Il y a ici un plan d’économie, une défense organisée, qui ne vise pas seulement les rapports et les échanges de différentes branches d’industrie, mais vise aussi la consommation. Dans cette société, l’esclave reçoit une ration de nourriture, qui aura été produite par le travail collectif. Il pourra recevoir très peu, mais la crise n’aura pas lieu.

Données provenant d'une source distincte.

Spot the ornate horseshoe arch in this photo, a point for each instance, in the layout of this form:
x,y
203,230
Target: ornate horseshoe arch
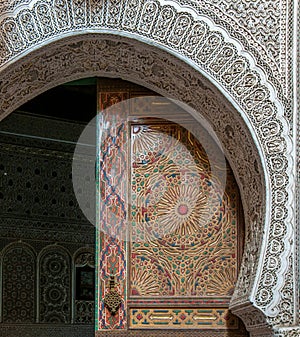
x,y
180,52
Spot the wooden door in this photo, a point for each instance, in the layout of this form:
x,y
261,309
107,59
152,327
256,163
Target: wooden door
x,y
170,230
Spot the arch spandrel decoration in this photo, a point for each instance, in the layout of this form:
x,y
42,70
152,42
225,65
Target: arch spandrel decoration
x,y
256,152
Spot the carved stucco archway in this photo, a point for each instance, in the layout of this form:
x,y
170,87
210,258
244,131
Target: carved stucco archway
x,y
182,53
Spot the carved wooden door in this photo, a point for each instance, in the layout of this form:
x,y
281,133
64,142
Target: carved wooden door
x,y
170,229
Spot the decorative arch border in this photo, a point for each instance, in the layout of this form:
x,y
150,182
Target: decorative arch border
x,y
258,131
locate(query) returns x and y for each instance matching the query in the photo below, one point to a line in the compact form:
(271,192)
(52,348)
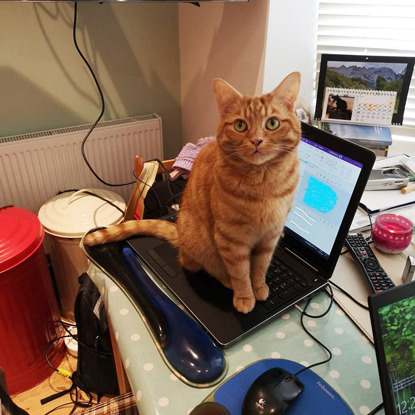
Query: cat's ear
(287,90)
(225,94)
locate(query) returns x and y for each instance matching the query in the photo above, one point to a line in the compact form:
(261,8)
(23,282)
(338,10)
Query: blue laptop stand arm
(187,349)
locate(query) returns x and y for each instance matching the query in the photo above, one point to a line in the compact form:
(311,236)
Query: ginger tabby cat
(239,193)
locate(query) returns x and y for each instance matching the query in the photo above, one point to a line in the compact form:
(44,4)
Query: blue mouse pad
(318,398)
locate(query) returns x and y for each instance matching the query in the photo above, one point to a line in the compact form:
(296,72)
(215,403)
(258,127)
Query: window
(369,27)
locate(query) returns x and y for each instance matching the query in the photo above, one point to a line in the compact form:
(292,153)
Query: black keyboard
(283,284)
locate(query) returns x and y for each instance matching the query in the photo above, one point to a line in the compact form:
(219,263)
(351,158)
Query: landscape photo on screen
(363,92)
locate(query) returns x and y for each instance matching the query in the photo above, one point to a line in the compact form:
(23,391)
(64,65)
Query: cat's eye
(272,124)
(240,126)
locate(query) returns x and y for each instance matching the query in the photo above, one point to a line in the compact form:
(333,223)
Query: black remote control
(361,251)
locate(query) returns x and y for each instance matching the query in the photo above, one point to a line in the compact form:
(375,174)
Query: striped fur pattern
(239,193)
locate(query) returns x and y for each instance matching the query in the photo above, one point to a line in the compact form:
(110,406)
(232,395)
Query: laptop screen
(333,175)
(327,181)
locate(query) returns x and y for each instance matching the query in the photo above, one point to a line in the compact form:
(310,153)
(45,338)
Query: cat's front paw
(261,293)
(244,304)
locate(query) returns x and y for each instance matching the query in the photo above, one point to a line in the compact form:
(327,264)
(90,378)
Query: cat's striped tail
(154,227)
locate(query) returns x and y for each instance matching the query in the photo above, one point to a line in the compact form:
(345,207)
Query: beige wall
(133,48)
(218,40)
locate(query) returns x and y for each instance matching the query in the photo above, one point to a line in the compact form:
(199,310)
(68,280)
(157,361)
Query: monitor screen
(368,90)
(393,323)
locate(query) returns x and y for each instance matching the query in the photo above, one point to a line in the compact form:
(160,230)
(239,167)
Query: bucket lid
(71,214)
(21,233)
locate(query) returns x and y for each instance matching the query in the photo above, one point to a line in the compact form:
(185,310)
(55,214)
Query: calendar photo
(363,89)
(358,106)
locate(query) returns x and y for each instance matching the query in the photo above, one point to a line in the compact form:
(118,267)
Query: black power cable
(101,95)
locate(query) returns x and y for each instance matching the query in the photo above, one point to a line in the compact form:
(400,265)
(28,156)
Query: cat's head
(257,130)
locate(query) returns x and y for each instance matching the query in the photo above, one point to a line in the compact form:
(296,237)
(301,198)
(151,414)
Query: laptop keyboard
(283,284)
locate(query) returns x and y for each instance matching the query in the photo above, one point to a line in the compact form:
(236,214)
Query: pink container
(392,233)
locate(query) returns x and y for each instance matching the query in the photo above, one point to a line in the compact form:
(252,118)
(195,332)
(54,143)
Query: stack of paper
(374,201)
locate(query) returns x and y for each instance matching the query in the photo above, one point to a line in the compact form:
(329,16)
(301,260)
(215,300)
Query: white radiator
(34,167)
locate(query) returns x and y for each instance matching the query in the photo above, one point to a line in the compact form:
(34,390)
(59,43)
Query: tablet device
(392,314)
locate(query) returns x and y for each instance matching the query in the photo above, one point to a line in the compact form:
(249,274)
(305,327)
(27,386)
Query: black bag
(95,370)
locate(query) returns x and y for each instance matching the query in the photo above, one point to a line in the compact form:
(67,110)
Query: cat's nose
(256,141)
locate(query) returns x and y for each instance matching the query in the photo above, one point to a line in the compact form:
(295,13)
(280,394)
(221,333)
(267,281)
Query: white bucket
(66,218)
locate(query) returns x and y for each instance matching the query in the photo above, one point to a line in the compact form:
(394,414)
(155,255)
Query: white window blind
(369,27)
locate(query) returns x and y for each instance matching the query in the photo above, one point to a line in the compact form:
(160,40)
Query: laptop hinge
(301,259)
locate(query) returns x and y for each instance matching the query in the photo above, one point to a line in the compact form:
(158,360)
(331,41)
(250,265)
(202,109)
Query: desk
(352,372)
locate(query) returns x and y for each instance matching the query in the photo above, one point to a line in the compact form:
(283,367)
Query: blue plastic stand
(318,398)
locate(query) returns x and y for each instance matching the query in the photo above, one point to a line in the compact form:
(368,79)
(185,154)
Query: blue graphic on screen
(320,196)
(327,182)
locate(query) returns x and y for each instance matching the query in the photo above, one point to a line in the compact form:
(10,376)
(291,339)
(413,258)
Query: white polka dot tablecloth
(352,372)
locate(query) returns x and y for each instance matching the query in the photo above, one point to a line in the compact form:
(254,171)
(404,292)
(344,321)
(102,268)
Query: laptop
(333,173)
(392,314)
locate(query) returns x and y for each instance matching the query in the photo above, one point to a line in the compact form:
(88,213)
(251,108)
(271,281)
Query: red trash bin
(29,316)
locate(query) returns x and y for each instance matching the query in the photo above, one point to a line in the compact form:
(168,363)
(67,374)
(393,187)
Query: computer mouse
(210,408)
(272,393)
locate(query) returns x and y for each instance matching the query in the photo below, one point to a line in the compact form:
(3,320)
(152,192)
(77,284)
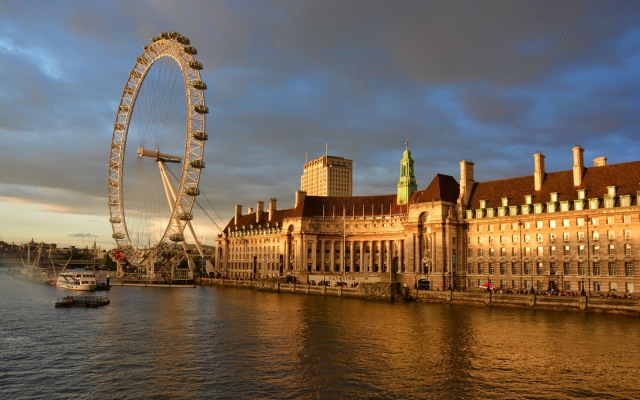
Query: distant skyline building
(328,176)
(572,231)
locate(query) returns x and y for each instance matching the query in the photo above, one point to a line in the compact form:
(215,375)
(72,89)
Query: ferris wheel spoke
(161,116)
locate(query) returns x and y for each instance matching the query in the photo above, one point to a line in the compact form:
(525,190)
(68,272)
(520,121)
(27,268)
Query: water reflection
(227,343)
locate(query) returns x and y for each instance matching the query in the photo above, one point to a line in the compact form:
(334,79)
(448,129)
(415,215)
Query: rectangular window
(540,269)
(567,268)
(612,269)
(625,201)
(628,268)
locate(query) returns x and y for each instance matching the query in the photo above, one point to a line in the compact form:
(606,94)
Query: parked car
(424,284)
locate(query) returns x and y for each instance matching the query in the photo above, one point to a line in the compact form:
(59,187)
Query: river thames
(221,343)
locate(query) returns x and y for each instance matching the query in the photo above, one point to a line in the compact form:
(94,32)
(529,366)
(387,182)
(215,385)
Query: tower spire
(407,181)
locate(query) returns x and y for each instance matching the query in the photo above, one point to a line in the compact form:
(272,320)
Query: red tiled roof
(441,188)
(625,177)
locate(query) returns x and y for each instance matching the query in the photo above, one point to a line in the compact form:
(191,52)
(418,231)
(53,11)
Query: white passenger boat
(77,280)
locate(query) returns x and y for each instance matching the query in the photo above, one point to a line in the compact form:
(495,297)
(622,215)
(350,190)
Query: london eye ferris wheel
(156,156)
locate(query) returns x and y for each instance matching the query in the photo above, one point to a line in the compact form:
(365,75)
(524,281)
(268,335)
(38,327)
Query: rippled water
(227,343)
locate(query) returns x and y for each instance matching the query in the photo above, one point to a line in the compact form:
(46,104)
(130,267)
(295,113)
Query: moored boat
(82,301)
(77,280)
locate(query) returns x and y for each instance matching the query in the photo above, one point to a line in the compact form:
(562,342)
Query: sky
(488,81)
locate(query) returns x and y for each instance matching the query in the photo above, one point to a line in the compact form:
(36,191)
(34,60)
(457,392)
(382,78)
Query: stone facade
(564,231)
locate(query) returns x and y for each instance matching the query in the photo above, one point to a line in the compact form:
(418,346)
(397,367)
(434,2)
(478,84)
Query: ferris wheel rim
(177,47)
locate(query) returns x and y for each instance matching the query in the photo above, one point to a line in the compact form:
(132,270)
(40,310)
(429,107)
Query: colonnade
(350,256)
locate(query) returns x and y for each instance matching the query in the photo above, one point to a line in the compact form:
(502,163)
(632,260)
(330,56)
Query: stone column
(314,253)
(332,256)
(322,244)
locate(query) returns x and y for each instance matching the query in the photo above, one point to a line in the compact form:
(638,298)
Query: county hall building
(566,231)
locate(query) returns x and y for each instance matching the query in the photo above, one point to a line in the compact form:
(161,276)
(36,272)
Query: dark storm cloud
(490,81)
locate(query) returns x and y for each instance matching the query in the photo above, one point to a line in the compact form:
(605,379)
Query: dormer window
(625,201)
(582,194)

Lorsque nous parlons de la contradiction entre la croissance des forces productives et la croissance de la capacité de consommation, quel est, là, l’élément décisif ? Chacune des contradictions n’est pas déterminante. Il faut préciser ce que nous entendons, en fait, par cette contradiction. Par exemple, dans mon Etat fantastique, y a-t-il une contradiction ? Oui, il y en a, à savoir : forces productives croissantes, accumulation croissante et en même temps chute de la part échue aux travailleurs, aux esclaves. Mais la contradiction entre la consommation d’une part et la production de l’autre, n’amène à des crises que lorsqu’il y a un intermédiaire — circulation d’argent, relations d’argent, relations de marché. Que signifie tout cela ? Que signifie relations de marché ou relations d’argent ? C’est l’expression de l’absence de plan de la société capitaliste. Cette absence de plan consiste-t-elle seulement dans les mauvais rapports entre les différentes branches d’industrie ? Elle ne consiste pas seulement en cela, mais aussi dans les mauvais rapports entre la production et la consommation. Exprimé en argent : entre la demande dite effective (qui ne se confond pas avec la notion physiologique du besoin) et les valeurs produites. Mais qu’entend-on, en général, par disproportion entre les branches industrielles ? En posant cette question, il ne faut pas faire abstraction, au point de vue des proportions, entre la production et la consommation. Quel sens peut avoir la notion de la disproportion ou de la proportion entre différentes branches d’industrie, si on l’examine sans rapport avec la consommation ? Nous avons les textiles, le fer, le charbon. Au cas où nous faisons abstraction des consommateurs, du besoin individuel, que signifie la proportion entre le charbon et les textiles ? Comment peut-on le définir ? En quoi consiste la proportion entre les textiles et le fer ? Cette question n’est pas séparable de celle de la proportion entre les forces de consommation et les valeurs produites. Ma conviction personnelle a été, jusqu’à présent, que, lorsque nous parlons toujours d’absence de plan, de disproportions, etc., nous comprenons toujours aussi peu que ces notions sont stupides, absurdes, si nous ne posons pas en même temps la question de la disproportion entre les forces productives et le pouvoir de consommation.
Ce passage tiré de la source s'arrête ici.